To deploy a worker that provides inferences for multiple topics, you can duplicate the existing sub-object and add it to the worker
array. Update the topicId
, InferenceEndpoint
and Token
fields with the appropriate values for each new topic:
"worker": [
{
"topicId": 1,
"inferenceEntrypointName": "api-worker-reputer",
"loopSeconds": 5,
"parameters": {
"InferenceEndpoint": "http://localhost:8000/inference/{Token}",
"Token": "ETH"
}
},
// worker providing inferences for topic ID 2
{
"topicId": 2,
"inferenceEntrypointName": "api-worker-reputer",
"loopSeconds": 5,
"parameters": {
"InferenceEndpoint": "http://localhost:8000/inference/{Token}", // the specific endpoint providing inferences
"Token": "ETH" // The token specified in the endpoint
}
}
],
Then run:
make node-env
make compose
- This will load your config into your environment and spin up your docker node, which will check for open worker nonces and submit inferences to the network.

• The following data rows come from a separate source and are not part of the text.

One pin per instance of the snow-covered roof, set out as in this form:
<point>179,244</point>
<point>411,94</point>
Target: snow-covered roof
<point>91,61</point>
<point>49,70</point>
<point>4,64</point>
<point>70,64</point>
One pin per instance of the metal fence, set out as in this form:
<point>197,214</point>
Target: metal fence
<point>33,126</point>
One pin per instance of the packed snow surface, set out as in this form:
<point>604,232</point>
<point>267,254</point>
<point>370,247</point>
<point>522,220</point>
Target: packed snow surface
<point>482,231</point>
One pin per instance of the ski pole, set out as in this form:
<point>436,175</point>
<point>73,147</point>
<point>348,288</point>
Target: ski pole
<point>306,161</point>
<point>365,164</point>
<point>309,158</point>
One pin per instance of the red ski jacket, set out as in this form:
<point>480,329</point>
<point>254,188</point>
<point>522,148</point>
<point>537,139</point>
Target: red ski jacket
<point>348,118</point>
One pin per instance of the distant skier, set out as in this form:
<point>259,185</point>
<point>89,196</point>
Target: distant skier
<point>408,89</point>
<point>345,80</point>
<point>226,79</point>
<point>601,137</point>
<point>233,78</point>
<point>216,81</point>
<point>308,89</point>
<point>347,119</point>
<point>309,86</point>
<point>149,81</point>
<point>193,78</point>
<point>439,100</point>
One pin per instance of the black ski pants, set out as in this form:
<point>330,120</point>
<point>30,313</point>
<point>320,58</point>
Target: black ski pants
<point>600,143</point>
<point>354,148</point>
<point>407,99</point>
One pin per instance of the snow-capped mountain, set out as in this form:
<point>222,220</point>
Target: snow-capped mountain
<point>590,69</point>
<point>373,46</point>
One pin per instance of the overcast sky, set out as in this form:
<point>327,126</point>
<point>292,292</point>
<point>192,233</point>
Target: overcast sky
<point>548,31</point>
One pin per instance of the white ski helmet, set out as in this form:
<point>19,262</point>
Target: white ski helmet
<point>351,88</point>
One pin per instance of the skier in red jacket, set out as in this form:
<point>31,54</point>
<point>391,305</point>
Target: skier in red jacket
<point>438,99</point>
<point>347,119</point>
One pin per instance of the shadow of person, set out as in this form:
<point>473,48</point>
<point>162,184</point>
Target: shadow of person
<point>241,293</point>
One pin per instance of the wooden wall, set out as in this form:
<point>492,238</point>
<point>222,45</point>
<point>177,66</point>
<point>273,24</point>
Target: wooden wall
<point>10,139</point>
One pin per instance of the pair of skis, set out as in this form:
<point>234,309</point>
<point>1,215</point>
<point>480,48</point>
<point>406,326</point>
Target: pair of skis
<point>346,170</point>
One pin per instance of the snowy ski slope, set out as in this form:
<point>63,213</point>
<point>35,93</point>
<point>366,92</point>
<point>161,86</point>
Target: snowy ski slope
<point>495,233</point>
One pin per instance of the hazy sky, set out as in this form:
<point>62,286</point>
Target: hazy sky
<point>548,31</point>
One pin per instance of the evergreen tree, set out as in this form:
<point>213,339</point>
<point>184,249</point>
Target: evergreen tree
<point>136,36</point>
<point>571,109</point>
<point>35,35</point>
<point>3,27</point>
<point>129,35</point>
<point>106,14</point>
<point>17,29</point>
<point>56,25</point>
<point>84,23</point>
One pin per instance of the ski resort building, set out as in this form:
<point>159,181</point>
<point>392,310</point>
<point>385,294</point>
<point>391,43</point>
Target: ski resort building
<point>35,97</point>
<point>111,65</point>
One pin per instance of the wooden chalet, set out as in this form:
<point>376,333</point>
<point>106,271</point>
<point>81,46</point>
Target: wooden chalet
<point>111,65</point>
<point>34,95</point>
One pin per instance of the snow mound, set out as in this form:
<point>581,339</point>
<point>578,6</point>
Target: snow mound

If your node is working correctly, you should see it actively checking for the active worker nonce:
offchain_node | {"level":"debug","topicId":1,"time":1723043600,"message":"Checking for latest open worker nonce on topic"}
A successful response from your Worker should display:
{"level":"debug","msg":"Send Worker Data to chain","txHash":<tx-hash>,"time":<timestamp>,"message":"Success"}